Confiram a indagação de um jurista: “Representante eleito pelo voto comprado não representa nada, e povo que vende o voto não tem representante interessado em servi-lo, nem pode esperar uma vida melhor. O povo não deve embarcar em qualquer barco, sem ter clareza para onde se vai”. Vejam, portanto, alguns ditados populares que se encaixam perfeitamente à temática: “As escolhas que fazemos ditam a vida que levamos”. “Voto não tem preço e sim conseqüências”. “O povo que vota por uma chinela, passa quatro anos levando chineladas”.

 

O eterno RUI BARBOSA, político baiano, disse: “Existem eleitores corruptos exigindo políticos sérios e honestos”. Não podemos ser ‘analfabetos políticos’. O que é isso? Sobre o assunto, confira as palavras de BERTOLT BRECHT, poeta alemão: “O pior analfabeto é o analfabeto político. Ele não ouve, não fala nem participa dos acontecimentos políticos. (...). O analfabeto político é tão desinformado que se orgulha dizendo que odeia a política. Não sabe ele que da sua ignorância política nasce a prostituta, o menor abandonado, o assaltante e o pior de todos os bandidos, que é o político vigarista, pilantra, corrupto...”.

 

  A política é a atividade mais nobre do homem, pois quando efetivamente praticada ela se faz em benefício de todos, e não de alguns. É no meio político onde ocorre a realização dos desejos econômicos, sociais, profissionais e culturais de uma sociedade. A política ideal só se faz com trabalho, e não com jogo de palavras. Se por um lado a luta é cotidiana e interminável, por outro lado, é uma luta extremamente gratificante, pois é solidária, compartilhada com todos aqueles que buscam e encontram na política o ideal de justiça e de progresso.
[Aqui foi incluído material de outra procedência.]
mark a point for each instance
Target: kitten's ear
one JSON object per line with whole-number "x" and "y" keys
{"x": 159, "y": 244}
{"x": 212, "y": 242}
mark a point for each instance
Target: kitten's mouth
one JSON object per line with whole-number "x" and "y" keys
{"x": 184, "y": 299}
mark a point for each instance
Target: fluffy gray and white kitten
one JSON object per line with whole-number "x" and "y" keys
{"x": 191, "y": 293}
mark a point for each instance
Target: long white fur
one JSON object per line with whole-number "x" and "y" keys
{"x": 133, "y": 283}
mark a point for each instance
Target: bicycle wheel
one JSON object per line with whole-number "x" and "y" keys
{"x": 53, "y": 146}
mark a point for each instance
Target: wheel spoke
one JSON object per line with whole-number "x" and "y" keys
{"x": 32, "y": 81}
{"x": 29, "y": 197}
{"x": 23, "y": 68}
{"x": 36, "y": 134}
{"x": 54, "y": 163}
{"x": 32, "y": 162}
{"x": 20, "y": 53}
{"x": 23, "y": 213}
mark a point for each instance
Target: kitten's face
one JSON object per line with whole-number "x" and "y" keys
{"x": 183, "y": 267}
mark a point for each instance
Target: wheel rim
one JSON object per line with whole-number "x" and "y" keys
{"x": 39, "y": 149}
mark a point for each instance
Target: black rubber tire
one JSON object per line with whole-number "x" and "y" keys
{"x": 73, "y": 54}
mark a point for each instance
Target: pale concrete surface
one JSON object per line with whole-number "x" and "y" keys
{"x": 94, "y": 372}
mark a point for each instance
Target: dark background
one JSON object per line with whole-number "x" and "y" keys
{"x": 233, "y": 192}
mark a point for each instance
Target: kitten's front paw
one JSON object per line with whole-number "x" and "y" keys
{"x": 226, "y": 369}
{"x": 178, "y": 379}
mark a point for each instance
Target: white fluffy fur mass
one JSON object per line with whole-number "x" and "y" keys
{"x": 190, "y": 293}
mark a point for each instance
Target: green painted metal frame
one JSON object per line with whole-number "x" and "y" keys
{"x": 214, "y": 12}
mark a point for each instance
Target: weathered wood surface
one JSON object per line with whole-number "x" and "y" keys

Ampliar a democracia implica massificar a participação do cidadão no cotidiano da política.

 

Já NIZAN GUANAES, publicitário, disse: “Todo cidadão deve participar efetivamente da política, para não permitir que pessoas descomprometidas com a sociedade continuem usando a política em benefício, único e exclusivo, particular ou do seu grupo. Portanto, vamos pensar na coletividade, porque, principalmente hoje, pensar em todos é a melhor maneira de pensar em si. Afinal é difícil viver numa sociedade onde a minoria morre de fome e a maioria morre de medo, medo de lutar. Para resolver o jogo da vida e apagar o incêndio dos problemas é preciso agir, isto é, precisa-se fazer política”.

 

 Certa vez ULYSSES GUIMARÃES, mártir da redemocratização do Brasil, falou: “Quem não se interessa pela política, não se interessa pela vida”. Como políticos, devemos ser capazes, depois de uma eficiente observação, de descobrir as regras do jogo em que estamos envolvidos. Observamos que uma peça se movimenta de uma forma e outra de outra. Percebemos que todas as peças têm um valor estratégico, e que o objetivo do jogo é política. Esta situação precisa mudar.

 

Para isso, é necessário que cada cidadão se convença da necessidade de fazer política, arregaçar as mangas e se lançar na luta. Ao lado disso, que se desenvolvam esforços para devolver a política seu caráter ético e de serviço para o bem da sociedade.  Essa é a razão por que, ao tratar de política, preferimos nos concentrar na análise lógica, pois ela se abre num foco em que a nossa decisão conta, em que as pequenas alianças fazem uma diferença, em que os indivíduos e os grupos pequenos ganham significação. Porque é somente a partir de pessoas concretas que a política é transformadora. E a grande questão que é colocada à política é a possibilidade que se abre de chegar uma realidade com novos mecanismos políticos, capazes de fazer explodir a ação transformadora.

 

Marcos Oliveira Damasceno

(Pesquisador)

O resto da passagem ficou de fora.